Katsikis, N. and Daou, D. (2021). Deep Zoning. In: B. Bratton (ed.) For Planetary Governance, STRELKA MAG (Fall 2021, online publication).

How can the geographical organization of the planet be conceived beyond the spatial dimension? Can zoning, a familiar planning tool for shaping cities, be a relevant device for organizing the non-city landscapes that support urban life? What kind of zoning would that be?

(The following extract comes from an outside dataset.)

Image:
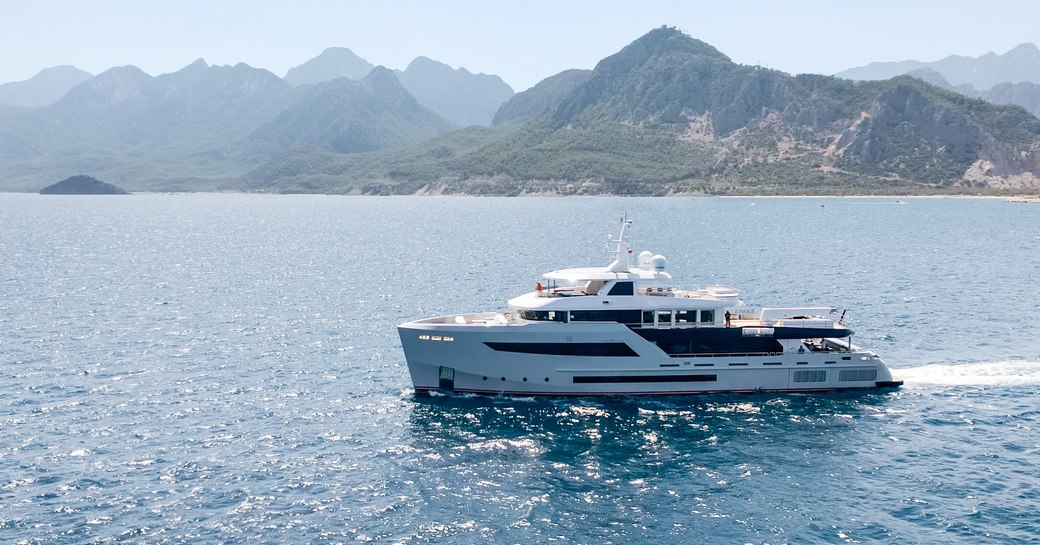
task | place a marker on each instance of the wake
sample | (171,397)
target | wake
(1009,372)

At the beginning of the 21st century, processes of planetary urbanization have transformed more than 70% of Earth’s surface. Less than 3% of global land cover corresponds to human settlements of any size and form. The rest consists of a variegated web of landscapes of agriculture, grazing, forestry, mining, circulation, and waste disposal, which constitutes the material basis of humanity. Thus, coordinating these non-city, “operational landscapes” of planetary urbanization becomes a key challenge. Sparsely inhabited and mostly activated through the appropriation of extra-human work (nature, machines…), these extensive landscapes cannot be conceived solely through their discrete spatial dimensions, since the processes through which they construct the bio-geo-chemical foundations of the planet exceed the spatial domain. It has been exactly the constant expansion of this bio-geo-checmial frontier that will need to be negotiated, as spatial frontiers are increasingly saturated already since the mid 20th century leading to a constant process of intensification of land uses. Yet, operational landscapes are deeply rooted in the geographies that constitute them. Specific in their locations and finite in their geometries, they require a rethinking of zoning as an instrument of planetary governance, in a way that would coordinate not just their spatial extents, dimensions, and arrangements, but also the intensity of the bio-geo-chemical processes through which they are interwoven with the unavoidably anthropogenic system of life. This short intervention explores the potentials of a hybrid zoning approach of both space – a finite (?) resource – and the bio-geo-chemical processes that constitute the material foundations of human life on earth, and their limitless (?) promise.